This article was produced with ProFinity Insurance Services.
Gia Snape of Insurance Business sat down with Jamie Orye of ProFinity Insurance Services, about costly misconceptions around errors and omissions (E&O) insurance for technology-forward firms.
The proliferation of technology firms in various sectors—from marketing and media to recruitment and accounting—means a rise in businesses needing tech E&O coverage.
But just because a company provides technology services or products doesn’t mean that its E&O claims are tech-related.
The challenge lies in the fact that many firms straddle the line between providing technology and professional services, creating exposures that are missed by certain policies.
Some tech firms, such as IT staffing agencies and advertising firms, may overlook non-tech professional exposures, like overlooking a critical detail in a background check or running ads in the wrong geography, which can lead to financial losses for clients. These claims are often not covered by standard tech E&O policies.
“Many firms see themselves as purely providing technology services, but that’s not always the full picture,” said Jamie Orye, an underwriter at Profinity Insurance Services, a managing general agent. Established in 2020, Profinity specializes in various professional liabilities, including tech, cyber, and media risks.
“It’s important to realize that many firms have exposures beyond tech that many technology E&O policies don't cover,” Orye told Insurance Business.
Orye emphasized the key to determining coverage for tech E&O was whether there was a failure in the technology product or the technology service provided.
Take the case of the IT staffing firm, for example. “The firm is hired to supply programmers or business analysts, professionals offering tech services. But the issue arises when they place someone who isn’t qualified—perhaps they didn’t check their references or vet their skills properly—and it results in a financial loss for the client,” said Orye. “That’s not a failure of technology. It’s a failure in providing their professional services.”
Many E&O forms in the market only cover tech services or products, which leaves these other exposures unaddressed. Advertising agencies can also fall into this grey area, according to Orye.
“Most advertising agencies today are doing website design and digital advertising, which likely fall within the definition of technology services.
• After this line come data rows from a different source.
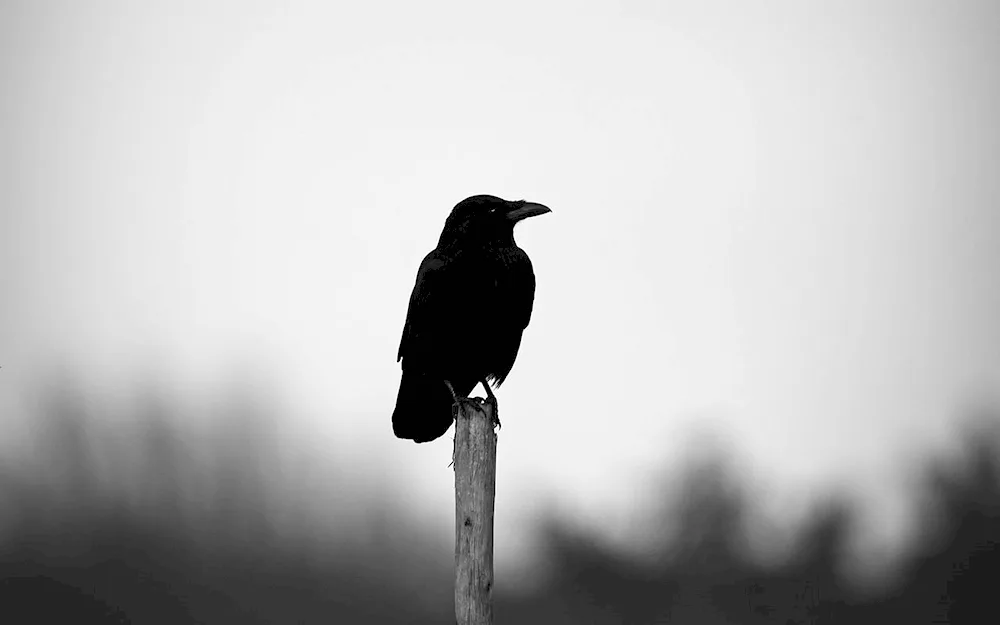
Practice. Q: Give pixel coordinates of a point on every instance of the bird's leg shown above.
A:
(456, 408)
(458, 401)
(491, 399)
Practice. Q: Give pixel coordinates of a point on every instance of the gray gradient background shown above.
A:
(776, 222)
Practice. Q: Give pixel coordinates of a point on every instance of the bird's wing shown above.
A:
(428, 302)
(521, 283)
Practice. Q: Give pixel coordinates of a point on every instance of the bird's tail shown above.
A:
(423, 407)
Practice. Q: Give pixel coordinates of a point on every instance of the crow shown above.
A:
(471, 302)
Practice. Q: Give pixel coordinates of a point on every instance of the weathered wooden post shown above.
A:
(475, 489)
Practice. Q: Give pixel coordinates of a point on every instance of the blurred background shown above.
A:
(762, 377)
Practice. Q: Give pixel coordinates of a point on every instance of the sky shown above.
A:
(776, 222)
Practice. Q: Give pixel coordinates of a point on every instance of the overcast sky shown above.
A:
(777, 220)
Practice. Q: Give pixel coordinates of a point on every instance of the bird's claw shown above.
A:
(477, 403)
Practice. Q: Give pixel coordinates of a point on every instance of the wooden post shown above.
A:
(475, 488)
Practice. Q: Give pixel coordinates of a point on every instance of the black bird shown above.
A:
(470, 304)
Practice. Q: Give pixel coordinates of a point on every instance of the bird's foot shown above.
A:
(475, 402)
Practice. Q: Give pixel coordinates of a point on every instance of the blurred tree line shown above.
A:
(72, 551)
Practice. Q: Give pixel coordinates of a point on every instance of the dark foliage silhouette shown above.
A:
(72, 551)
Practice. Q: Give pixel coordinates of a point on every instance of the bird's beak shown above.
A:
(528, 209)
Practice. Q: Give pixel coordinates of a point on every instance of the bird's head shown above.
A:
(487, 219)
But if they’re consulting on a television ad or giving creative advice, that’s not a technology service, and many forms in the market don’t cover that exposure,” he said.
Another example Orye shared involves a firm that provides software for railroads. The company offers technology to help clients manage railcars, tracking when they need maintenance or where they are in real time. Additionally, they offer project management and scheduling services that have nothing to do with the software itself.
Many similar firms are cropping up in the tech space that feature a technology platform as their core product but supplement it with ancillary services that aren’t directly related to tech. The latter is where the potential coverage gap lies.
“A lot of forms only cover technology services, and that’s where the issue arises,” Orye said. “Firms are often exposed to professional liability risks that aren’t covered under standard tech E&O policies.”
The complexity of business models, where firms provide both products and services, means that brokers need to be particularly vigilant in understanding their clients' full range of activities. Brokers play a crucial role in making sure these exposures are properly addressed.
Orye’s solution to this issue comes in the form of broader policy language. At ProFinity, the policy forms he uses offer a more comprehensive grant of professional liability coverage, encompassing not just technology services and products but also non-tech professional services, media, and cyber.
“A lot of times, a broker will ask, ‘This client is only covered for tech services, but they’re also doing these three things that aren’t covered. Can you address these exposures as well?’ It’s an opportunity to write better business and protect the client from risks they didn’t even realize they had,” Orye said.
This broader approach, he believes, is key to ensuring that firms are fully protected in today’s rapidly evolving landscape. The insurance industry needs to evolve alongside the businesses it serves. As technology firms continue to expand into new areas, their insurance coverage needs to follow suit.
“It’s about thinking through all of what they do. Do we provide a tech product? A tech service? Are there other things we do as a business that don’t fall into those categories?” Orye said. “It’s not enough to just look at the technology side of things.”